Let $$\mathbb{S}^{n - 1} = \{ x \in \mathbb{R}^n : \lVert x \rVert = 1 \}$$ be the unit sphere in $\mathbb{R}^n$. Now, identify points on the punctured space $\mathbb{R}^n \setminus \{ 0 \}$ with pairs $(d, r)$ where $d \in \mathbb{S}^{n - 1}$ and $r$ is a positive number, by taking $(d, r)$ to the scalar product $r d$.

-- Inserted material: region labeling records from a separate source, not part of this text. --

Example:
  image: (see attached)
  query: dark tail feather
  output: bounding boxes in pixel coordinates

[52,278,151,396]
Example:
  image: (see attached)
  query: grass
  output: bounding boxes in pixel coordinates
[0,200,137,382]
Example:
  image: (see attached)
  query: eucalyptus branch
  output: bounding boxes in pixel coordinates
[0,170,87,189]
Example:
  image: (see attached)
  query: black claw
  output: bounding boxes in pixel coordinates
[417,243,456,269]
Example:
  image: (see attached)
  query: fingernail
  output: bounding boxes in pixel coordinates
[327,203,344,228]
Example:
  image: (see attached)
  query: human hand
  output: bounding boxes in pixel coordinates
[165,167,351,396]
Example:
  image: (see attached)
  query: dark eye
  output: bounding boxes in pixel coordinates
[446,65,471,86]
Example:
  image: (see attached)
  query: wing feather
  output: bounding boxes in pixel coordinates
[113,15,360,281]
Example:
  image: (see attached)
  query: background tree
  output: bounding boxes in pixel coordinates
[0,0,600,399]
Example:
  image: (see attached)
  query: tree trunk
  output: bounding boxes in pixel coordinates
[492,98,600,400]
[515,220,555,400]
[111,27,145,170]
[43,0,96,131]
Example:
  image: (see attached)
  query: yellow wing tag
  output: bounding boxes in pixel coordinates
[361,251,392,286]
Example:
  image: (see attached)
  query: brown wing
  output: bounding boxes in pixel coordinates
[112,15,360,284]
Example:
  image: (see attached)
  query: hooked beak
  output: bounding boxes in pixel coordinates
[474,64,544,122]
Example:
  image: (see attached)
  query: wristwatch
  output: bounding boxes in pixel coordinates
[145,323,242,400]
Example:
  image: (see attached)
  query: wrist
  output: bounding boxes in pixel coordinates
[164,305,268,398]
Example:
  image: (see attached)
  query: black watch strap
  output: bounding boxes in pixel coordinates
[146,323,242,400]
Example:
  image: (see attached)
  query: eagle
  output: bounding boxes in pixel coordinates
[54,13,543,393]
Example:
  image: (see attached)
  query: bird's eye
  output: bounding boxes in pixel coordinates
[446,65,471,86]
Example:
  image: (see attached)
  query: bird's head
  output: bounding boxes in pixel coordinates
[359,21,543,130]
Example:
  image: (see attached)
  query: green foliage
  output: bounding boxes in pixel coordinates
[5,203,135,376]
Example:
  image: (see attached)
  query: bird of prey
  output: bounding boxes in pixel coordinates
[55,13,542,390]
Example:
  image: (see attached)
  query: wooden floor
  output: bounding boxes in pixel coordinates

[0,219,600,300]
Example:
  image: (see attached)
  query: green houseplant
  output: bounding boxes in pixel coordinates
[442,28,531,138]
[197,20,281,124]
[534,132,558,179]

In this way of looking at the punctured plane, your map $f$ has the form $$f(d, r) = f(d, 1 / r).$$ I would say that it "wants to swap the origin with infinity." There's also a topological way of justifying this "swapping", which maybe you can imagine.

Answer 3

No one seems to have said this, so I'll say it. There is a very nice geometric interpretation when $|c|>1/2$. Spheres passing through the origin (let's call such a sphere $S^{n-1}_c$) get sent to hyperplanes (say $H^{n-1}_c$). Moreover (here's the bit no one's said), the unit sphere about the origin, $\mathbb S^{n-1}$, is fixed pointwise. Now, the intersection $S^{n-1}_c\cap\mathbb S^{n-1}$ is a sphere one dimension down $S^{n-2}_c$ on the surface of $\mathbb S^{n-1}$. In fact, $S^{n-1}_c$ is the only sphere passing through the origin and intersecting $\mathbb S^{n-1}$ this way. Since $S^{n-1}_c$ is fixed, $H^{n-1}_c$ must be the unique hyperplane containing $S^{n-2}_c$. This approach can be worked out when $|c|=1/2$, but then $H^{n-1}_c$ becomes the tangent hyperplane to $\mathbb S^{n-1}$ at the single point of intersection of $S^{n-1}_c$ and $\mathbb S^{n-1}$.

This is very easy to visualise in 2D (at least, I think it is)!